Brooke was among those honored during the 26th annual Pillars of Excellence Awards virtual ceremony on March 11. This year, awards were presented to 77 individuals and 29 teams throughout the Brigham, Brigham and Women’s Physicians Organization and Dana-Farber Brigham Cancer Center.
“The Pillars of Excellence Awards ceremony is a special event because it highlights and recognizes the work of the talented and committed individuals and teams who make the Brigham one of the best places to work and receive care,” said Robert S.D. Higgins, MD, MSHA, president of Brigham and Women’s Hospital and executive vice president at Mass General Brigham. “What is even more impressive is that this year’s honorees — like so many in our Brigham community — have managed to be bright stars amid another extremely challenging year, as we all continue to face this global pandemic and extremely high demand from our patients.”
Also honored this year was Eric Lindquist, HVAC supervisor for Engineering, who played a key role in creating additional capacity to care for COVID-19 patients by establishing more negative-pressure rooms. And when a car fire broke out in the Hale parking garage in 2021, Lindquist aided the response by using his expertise of HVAC systems to help filter smoke out of the garage.
“Eric has been our go-to for anything HVAC-related,” his nominator wrote.
Marie Innocent Norbrun, a patient care associate in the Neuroscience Intermediate Care Unit on Braunwald Tower 10, was recognized by her colleagues as an “unsung hero” on the unit due to her unwavering dedication and compassion.

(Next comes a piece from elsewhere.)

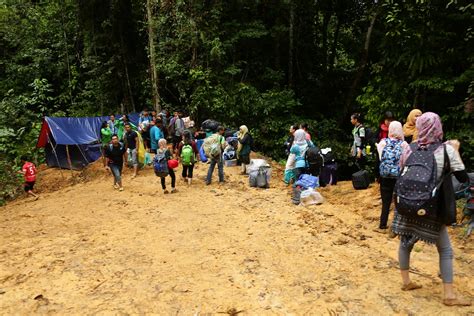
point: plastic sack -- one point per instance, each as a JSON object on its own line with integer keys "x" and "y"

“When Marie is in a room working with a patient, her focus and undivided attention is on them,” her nominator wrote. “Marie practices authentic presence and equanimity, providing patients with the calming presence they need while in the hospital. I can tell when Marie has left a room because the patient is clean, comfortable and relaxed. Marie sets the bar high for the standard of patient care.”
In their nomination for Radiation Oncology nurse Pete Meagher, RN, OCN, colleagues noted his calming presence when caring for adult and pediatric patients.

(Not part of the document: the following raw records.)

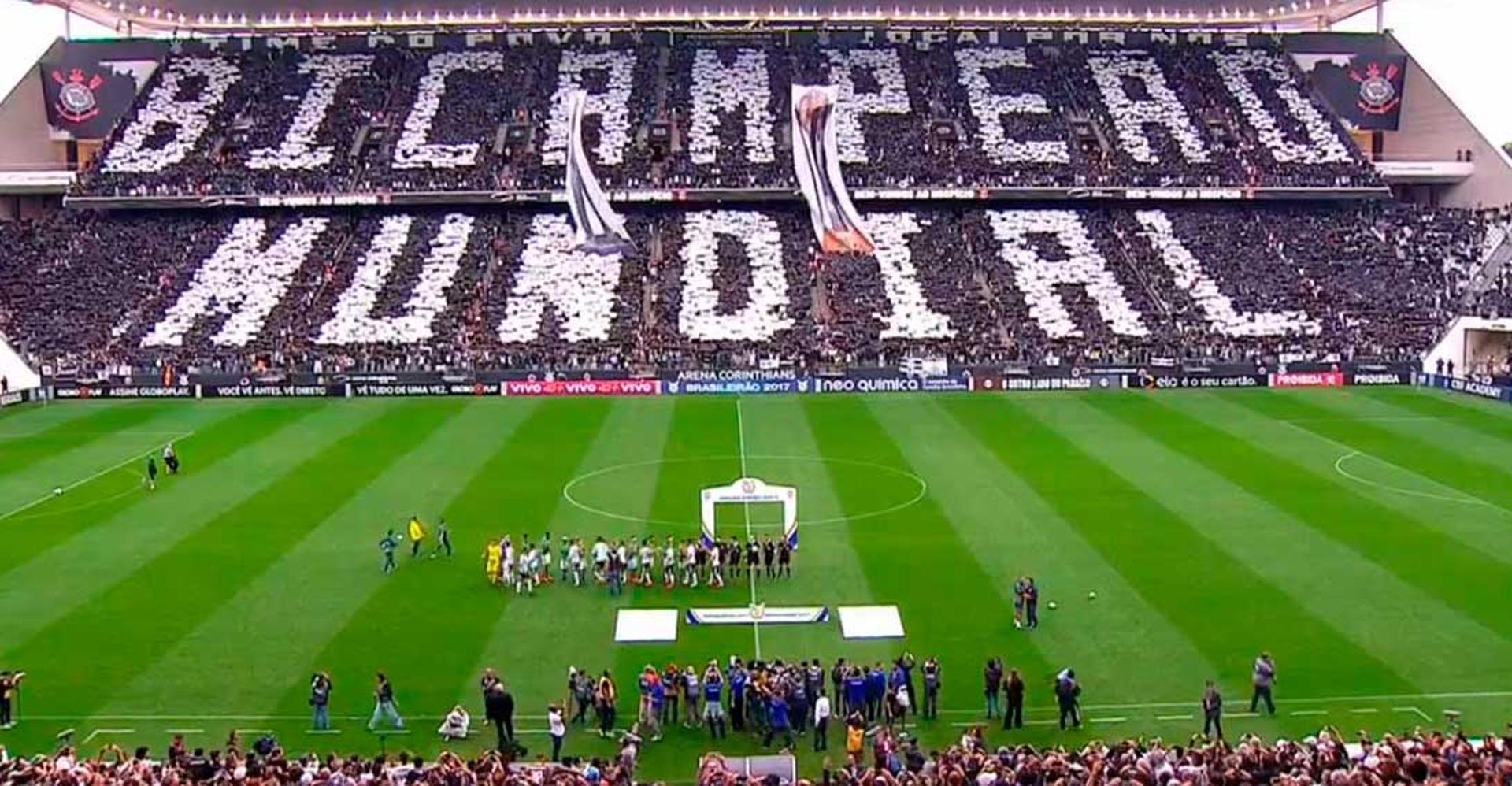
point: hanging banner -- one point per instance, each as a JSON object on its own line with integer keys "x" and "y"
{"x": 1361, "y": 83}
{"x": 598, "y": 227}
{"x": 759, "y": 614}
{"x": 91, "y": 85}
{"x": 752, "y": 490}
{"x": 817, "y": 165}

“This is important to Pete, as he understands the tremendous stress that the family is experiencing and wants to ensure that the trust in the medical team is provided,” they wrote. “The children look forward to coming to see him, play a game and have treatment. His ability to adjust to the developmental stages of each age group is unflappable.”
Among the team honorees this year were members of the Brookside Community Health Worker COVID-19 Vaccine Outreach Team, who fanned out into the local community to speak with residents about vaccination and bring resources to underserved areas.
“The team went door to door in the heat of summer to local businesses and restaurants in Egleston Square and Dorchester with flyers and started open conversations with community members about the COVID vaccine,” their nominator wrote. “Our team showed them where and how to get it, explained the facts about the vaccine, dispelled myths, answered questions and addressed fears. Meeting people where they are at, in their native language, was really helpful in building trust. They also gave a presentation about facts and myths of the COVID vaccine to an adult education organization for a largely Spanish-speaking immigrant population. This team is responsible for many of our patients and community members getting vaccinated.”
The Health Promotion Center Food Justice Team at Southern Jamaica Plain Health Center was honored for championing health equity and combatting structural racism in Boston — before and during the pandemic. The team partners with local organizations to support hundreds of families each week with healthy food options.
“The team has found every way possible to get people food by staying late, driving food to people’s homes and mailing gift cards when necessary,” their nominator wrote. “The Food Justice team knows this work is not charity or accommodation. It is about collaboration — the recognition that our community members are not here to be fixed. It is the systems that are doing them harm. With that approach, they have changed the way a food distribution system looks and feels at the health center, even during the hardest of times.”